Meski negosiasi kedua negara terus berjalan dan gencatan senjata di beberapa wilayah Ukraina, pasukan Rusia masih terus menggempur fasilitas publik di sejumlah kota di Ukraina.
SERAMBINEWS.COM – Sudah lebih dari dua pekan Rusia menginvasi Ukraina. Presiden Rusia Vladimir Putin pun belum juga menginstruksikan pasukannya untuk mundur.
Meski negosiasi kedua negara terus berjalan dan gencatan senjata di beberapa wilayah Ukraina, pasukan Rusia masih terus menggempur fasilitas publik di sejumlah kota di Ukraina.
Pada Kamis (24/2/2022) lalu, Presiden Rusia Vladimir Putin memerintahkan pasukan militer Rusia untuk melancarkan invasi menyeluruh ke Ukraina.
Keputusan tanpa ragu itu terjadi setelah Vladimir Putin bersama Presiden China, Xi Jinping menandatangi sejumlah perjanjian sebelum Rusia menginvasi Ukarina.
Ternyata, Rusia telah memikirkan konsekuensi saat menginvasi Ukraina.
Benar saja, pemerintah Barat segera mengumumkan babak baru sanksi terhadap Rusia, tetapi mereka tidak sama sekali membantu Ukraina dalam hal peperangan.
Tepat sebelum pembukaan Olimpiade Musim Dingin Beijing 2022, Xi Jinping dan Vladimir Putin bertemu.
Kedua belah pihak menandatangani 15 perjanjian kerja sama, yang mencakup berbagai bidang geopolitik dan perdagangan.
Namun hingga hari ke-16 Rusia menginvasi Ukraina, kenapa China tidak bantu Rusia dan Xi Jinping memilih diam?
Berikut ulasan Prof Dr Ir Ahmad Humam Hamid MA, seorang Sosiolog dan Guru Besar Universitas Syiah Kuala.
Ulasan Prof Humam Hamid ini sudah dimuat dalam rubrik Kupi Beungoh di Serambinews.com pada Jumat (11/3/2022) dini hari.
Berikut ulasan Prof Humam Hamid.
SEBAGAI salah satu negara pendatang baru adikuasa, apa kepentingan China dengan perang Ukraina?
Tidak ada kepentingan, kecuali ingin agar energi luar negeri AS terkuras, namun perang kolosal jangan sempat terjadi.

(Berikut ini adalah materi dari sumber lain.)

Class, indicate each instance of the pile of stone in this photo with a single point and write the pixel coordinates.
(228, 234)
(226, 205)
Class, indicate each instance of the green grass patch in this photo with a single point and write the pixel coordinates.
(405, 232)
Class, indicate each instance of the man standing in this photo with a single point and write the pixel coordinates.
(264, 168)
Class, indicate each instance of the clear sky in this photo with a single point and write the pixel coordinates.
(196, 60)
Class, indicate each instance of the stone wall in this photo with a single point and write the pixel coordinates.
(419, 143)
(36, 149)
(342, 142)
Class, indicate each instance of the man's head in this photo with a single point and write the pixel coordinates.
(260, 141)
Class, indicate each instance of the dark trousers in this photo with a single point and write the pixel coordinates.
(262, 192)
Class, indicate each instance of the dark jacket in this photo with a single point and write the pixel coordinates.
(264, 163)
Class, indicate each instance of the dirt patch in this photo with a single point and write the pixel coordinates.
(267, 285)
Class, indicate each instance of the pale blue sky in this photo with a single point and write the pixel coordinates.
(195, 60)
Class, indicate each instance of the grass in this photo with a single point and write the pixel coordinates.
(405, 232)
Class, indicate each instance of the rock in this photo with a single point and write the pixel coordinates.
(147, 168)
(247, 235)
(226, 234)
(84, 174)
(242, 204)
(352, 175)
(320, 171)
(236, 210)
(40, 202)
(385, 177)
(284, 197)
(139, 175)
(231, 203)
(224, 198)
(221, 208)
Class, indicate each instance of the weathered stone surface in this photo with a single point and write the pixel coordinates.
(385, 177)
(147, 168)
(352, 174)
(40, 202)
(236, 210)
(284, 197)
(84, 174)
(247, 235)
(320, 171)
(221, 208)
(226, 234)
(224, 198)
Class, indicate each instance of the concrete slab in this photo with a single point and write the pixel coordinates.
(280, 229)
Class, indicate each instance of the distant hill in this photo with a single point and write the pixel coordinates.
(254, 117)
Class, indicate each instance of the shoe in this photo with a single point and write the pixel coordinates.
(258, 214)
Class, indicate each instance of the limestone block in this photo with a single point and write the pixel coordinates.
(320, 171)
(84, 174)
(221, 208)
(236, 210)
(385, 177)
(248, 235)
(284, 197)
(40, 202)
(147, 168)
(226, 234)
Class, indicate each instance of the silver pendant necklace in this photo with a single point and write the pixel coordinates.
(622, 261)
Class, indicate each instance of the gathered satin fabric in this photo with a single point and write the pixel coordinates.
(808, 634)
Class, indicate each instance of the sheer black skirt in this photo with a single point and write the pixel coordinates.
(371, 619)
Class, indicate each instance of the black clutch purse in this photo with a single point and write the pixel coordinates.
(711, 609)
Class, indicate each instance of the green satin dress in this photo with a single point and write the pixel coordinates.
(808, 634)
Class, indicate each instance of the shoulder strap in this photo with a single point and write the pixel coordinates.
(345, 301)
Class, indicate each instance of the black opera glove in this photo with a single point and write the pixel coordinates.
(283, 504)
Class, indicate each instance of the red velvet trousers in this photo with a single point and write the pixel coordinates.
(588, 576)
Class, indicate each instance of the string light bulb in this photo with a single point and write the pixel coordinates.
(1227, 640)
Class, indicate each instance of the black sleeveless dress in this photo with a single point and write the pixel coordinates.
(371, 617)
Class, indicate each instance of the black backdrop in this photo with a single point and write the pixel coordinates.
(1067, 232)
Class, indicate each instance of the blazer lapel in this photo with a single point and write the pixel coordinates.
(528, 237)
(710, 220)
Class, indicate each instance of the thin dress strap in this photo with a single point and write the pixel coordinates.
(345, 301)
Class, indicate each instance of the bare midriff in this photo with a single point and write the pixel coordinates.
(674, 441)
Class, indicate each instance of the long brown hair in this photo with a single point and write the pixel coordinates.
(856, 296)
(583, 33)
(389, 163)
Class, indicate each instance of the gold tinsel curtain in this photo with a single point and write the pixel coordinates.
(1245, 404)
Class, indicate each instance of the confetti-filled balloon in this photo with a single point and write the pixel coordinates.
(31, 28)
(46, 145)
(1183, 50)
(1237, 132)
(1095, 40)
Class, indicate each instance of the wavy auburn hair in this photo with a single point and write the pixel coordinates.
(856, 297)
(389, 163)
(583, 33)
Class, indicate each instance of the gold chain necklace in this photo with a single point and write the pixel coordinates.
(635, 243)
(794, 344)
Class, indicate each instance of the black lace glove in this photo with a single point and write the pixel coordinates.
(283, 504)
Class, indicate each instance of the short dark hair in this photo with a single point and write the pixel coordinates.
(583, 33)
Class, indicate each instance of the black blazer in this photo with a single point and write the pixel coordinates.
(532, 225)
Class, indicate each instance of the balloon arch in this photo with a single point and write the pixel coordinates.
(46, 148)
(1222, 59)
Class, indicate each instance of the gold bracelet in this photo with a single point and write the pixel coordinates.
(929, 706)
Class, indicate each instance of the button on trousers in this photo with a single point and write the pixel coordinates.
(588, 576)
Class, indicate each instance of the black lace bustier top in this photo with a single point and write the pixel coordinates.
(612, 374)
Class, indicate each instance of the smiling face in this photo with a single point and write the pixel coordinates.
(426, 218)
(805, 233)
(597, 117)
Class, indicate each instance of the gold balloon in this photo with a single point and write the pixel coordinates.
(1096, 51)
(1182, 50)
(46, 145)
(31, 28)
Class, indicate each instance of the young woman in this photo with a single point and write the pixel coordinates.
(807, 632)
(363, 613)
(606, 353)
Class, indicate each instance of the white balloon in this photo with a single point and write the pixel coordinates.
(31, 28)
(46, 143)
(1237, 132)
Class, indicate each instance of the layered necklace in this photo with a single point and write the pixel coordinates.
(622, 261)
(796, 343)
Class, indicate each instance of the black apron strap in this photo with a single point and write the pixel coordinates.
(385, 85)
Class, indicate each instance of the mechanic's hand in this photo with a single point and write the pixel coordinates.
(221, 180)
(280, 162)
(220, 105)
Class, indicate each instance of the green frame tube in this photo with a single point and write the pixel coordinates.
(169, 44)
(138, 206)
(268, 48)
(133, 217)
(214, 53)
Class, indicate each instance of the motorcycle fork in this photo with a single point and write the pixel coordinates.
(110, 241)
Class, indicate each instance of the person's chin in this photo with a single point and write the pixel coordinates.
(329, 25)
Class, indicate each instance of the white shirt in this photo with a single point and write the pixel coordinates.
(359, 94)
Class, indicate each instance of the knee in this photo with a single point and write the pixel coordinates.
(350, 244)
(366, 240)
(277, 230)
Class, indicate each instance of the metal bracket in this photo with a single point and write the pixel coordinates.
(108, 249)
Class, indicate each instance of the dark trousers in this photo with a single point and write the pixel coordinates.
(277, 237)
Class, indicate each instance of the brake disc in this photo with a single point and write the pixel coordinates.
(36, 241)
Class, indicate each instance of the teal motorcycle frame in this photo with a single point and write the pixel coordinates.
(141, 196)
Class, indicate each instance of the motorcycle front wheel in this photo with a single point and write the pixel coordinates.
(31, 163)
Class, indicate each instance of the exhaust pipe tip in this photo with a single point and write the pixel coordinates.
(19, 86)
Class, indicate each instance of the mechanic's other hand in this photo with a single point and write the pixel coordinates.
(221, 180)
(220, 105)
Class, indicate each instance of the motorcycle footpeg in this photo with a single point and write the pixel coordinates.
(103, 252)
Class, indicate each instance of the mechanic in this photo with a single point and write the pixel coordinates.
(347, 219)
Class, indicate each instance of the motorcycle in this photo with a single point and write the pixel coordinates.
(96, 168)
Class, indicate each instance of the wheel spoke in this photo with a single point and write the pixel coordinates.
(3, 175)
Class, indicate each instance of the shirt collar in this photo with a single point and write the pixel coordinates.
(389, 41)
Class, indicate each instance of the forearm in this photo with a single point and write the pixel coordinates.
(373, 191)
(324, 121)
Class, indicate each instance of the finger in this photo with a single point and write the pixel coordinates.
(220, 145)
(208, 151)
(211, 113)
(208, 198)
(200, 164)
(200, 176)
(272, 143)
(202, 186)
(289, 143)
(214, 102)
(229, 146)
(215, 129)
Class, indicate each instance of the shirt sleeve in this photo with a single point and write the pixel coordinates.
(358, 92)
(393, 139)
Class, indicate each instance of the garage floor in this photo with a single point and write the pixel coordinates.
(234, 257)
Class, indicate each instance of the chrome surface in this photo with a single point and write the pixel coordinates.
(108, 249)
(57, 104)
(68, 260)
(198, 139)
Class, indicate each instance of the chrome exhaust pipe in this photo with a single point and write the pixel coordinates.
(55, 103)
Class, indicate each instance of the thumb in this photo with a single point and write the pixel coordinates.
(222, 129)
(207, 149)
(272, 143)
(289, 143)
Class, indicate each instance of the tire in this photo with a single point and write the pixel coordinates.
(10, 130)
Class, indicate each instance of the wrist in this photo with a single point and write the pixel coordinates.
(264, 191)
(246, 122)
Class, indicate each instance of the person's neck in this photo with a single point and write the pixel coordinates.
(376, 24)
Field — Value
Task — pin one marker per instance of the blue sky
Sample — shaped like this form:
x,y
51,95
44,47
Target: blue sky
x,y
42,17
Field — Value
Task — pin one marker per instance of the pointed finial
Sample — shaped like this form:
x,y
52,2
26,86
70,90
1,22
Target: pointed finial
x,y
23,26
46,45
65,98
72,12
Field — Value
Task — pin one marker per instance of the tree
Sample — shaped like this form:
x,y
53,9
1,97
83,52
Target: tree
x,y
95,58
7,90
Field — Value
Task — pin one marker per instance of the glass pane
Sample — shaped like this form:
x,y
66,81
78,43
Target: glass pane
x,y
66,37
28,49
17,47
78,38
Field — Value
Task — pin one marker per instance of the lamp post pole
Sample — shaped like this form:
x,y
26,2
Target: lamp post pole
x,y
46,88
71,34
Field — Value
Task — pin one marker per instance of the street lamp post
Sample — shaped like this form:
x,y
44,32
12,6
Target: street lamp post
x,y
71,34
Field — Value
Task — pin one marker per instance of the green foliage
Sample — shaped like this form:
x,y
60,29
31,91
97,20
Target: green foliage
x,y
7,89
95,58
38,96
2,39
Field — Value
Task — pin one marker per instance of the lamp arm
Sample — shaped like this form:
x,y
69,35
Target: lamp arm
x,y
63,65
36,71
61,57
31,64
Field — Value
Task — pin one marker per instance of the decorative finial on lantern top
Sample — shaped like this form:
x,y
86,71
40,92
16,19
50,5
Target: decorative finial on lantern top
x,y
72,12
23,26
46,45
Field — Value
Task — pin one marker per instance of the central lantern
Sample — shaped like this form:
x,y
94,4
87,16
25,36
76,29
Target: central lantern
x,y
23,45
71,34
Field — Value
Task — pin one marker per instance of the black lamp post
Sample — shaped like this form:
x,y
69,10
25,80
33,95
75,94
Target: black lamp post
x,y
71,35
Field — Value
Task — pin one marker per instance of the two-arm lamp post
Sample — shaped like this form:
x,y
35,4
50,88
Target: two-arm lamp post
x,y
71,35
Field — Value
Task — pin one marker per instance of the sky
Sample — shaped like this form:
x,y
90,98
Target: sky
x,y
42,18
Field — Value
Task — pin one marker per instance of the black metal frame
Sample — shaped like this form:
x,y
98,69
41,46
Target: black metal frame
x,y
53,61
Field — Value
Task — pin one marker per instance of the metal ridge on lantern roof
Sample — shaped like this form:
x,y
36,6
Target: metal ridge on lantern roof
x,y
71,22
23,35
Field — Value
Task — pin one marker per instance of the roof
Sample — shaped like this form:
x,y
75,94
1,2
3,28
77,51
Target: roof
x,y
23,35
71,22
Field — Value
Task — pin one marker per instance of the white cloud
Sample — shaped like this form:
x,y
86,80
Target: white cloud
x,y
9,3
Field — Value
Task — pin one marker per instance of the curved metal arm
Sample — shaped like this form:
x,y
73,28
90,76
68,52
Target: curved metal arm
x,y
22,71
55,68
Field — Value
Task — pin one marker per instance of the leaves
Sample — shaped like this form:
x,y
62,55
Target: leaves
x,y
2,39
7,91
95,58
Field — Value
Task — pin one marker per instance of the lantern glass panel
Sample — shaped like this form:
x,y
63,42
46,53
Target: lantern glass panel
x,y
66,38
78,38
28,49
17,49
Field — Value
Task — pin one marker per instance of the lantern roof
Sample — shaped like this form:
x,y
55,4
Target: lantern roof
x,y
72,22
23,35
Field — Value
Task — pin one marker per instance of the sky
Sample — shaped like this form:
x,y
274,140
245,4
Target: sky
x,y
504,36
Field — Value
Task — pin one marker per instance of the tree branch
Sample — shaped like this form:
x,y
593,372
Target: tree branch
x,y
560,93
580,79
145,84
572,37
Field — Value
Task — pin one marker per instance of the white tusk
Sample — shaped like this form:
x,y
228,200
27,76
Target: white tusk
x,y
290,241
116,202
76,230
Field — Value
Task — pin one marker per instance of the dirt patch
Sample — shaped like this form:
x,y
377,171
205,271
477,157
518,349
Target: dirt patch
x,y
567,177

Ketegangan China-AS memang sangat meningkat semenjak Trump menjadi Presiden AS, namun ketegangan itu tidak bertambah baik ketika Joe Biden menggantikan Trump.
Adalah rahasia umum, suka tidak suka, AS telah menempatkan Cina sebagai rival strategisnya dalam percaturan global, dan Cina juga tidak akan tinggal diam membiarkannya.
Semenjak kejatuhan Uni Soviet pada awal tahun 90-an, praktis AS berperan sebagai pemain tunggal global-bahkan menjadikan dirinya sebagai polisi dunia.
Kemajuan ekonomi Cina yang sangat luar biasa, terutama dalam 30 tahun terakhir, telah membuatnya tidak hanya menjadi raksasa ekonomi, tetapi telah menjelma menjadi ancaman kepentingan AS dalam percaturan politik global.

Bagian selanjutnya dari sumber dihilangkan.